Some people believe these questions are pointless because they feel that aliens already inhabit Earth and have blended seamlessly into our society in the same manner as the contents of a piña colada. I personally can't accept this proposal because I can't comprehend why any alien being would choose to live on the same planet as the Backstreet Boys.
This theory, however, does provide a simple explanation to such mysteries as crop circles, the Bermuda Triangle and how millions of POGs were able to disappear off the face of the Earth in mere seconds.

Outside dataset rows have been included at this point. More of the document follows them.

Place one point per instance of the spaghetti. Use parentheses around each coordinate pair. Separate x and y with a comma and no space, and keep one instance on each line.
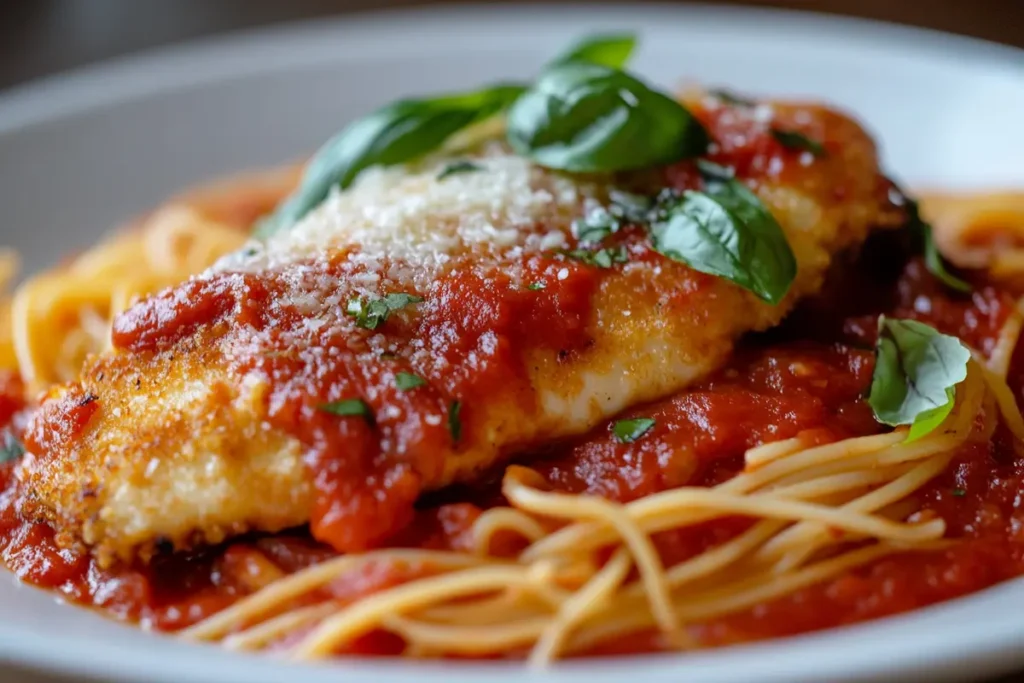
(548,572)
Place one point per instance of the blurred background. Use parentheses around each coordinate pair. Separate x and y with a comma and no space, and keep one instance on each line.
(38,37)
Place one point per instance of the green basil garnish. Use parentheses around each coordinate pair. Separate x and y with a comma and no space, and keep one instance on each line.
(727,231)
(457,167)
(348,408)
(922,231)
(11,449)
(608,50)
(793,139)
(587,118)
(455,424)
(370,314)
(394,134)
(407,381)
(916,370)
(628,431)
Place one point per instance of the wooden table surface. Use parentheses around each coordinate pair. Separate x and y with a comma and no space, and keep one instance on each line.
(39,37)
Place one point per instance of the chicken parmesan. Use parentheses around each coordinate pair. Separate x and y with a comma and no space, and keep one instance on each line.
(547,369)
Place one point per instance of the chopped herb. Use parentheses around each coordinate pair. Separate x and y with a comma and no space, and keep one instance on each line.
(596,225)
(348,408)
(731,98)
(457,167)
(922,230)
(797,140)
(11,449)
(455,425)
(602,258)
(628,431)
(916,371)
(371,313)
(407,381)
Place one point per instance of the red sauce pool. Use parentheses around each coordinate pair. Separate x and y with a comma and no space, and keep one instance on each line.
(773,389)
(809,377)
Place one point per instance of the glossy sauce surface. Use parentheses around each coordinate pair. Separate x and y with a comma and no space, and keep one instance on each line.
(774,388)
(808,378)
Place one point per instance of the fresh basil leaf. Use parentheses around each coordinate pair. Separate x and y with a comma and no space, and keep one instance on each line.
(793,139)
(393,134)
(371,313)
(608,50)
(602,258)
(11,449)
(407,381)
(731,98)
(628,431)
(596,225)
(916,370)
(455,424)
(922,231)
(727,231)
(457,167)
(348,408)
(588,118)
(929,420)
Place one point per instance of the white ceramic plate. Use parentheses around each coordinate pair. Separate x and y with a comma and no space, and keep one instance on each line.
(82,152)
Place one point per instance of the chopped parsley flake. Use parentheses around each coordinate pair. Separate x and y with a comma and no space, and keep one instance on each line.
(628,431)
(348,408)
(732,98)
(455,425)
(11,449)
(602,258)
(371,313)
(457,167)
(796,140)
(407,381)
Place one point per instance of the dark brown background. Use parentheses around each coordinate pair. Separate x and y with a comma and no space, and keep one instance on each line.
(38,37)
(42,36)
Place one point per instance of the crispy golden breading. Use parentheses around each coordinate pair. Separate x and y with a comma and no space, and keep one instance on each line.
(184,442)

The answers to other mysteries, however, still elude mankind. Can anyone explain with certainty the Loch Ness Monster, Big Foot and Richard Simmons? What caused these abnormal beasts to live the way they do? And could "Sweatin' to the Oldies" be some sort of alien-run torture? Plus, we mustn't forget the mind-boggling wonder inspired by the Great Pyramids. The preservation of the mummies in the Pyramids suggests that the Egyptians knew more about life after death than Strom Thurmond.
Obviously aliens must be involved somewhere in this crazy Rubik's Cube of mysteries, but this time we can't just peel the stickers off and put them back in the right place. Instead, we must tenaciously continue fiddling with the cube until we get extremely frustrated and crush it with a tack hammer. No one really knows where to find the answers to these mysteries, yet I believe we should look to the magic eight ball for the answer.
Me: Magic Eight Ball, do alien beings inhabit the earth?
Eight Ball: For the love of God, would you stop jiggling me! How can I predict the future when I'm about to throw up?!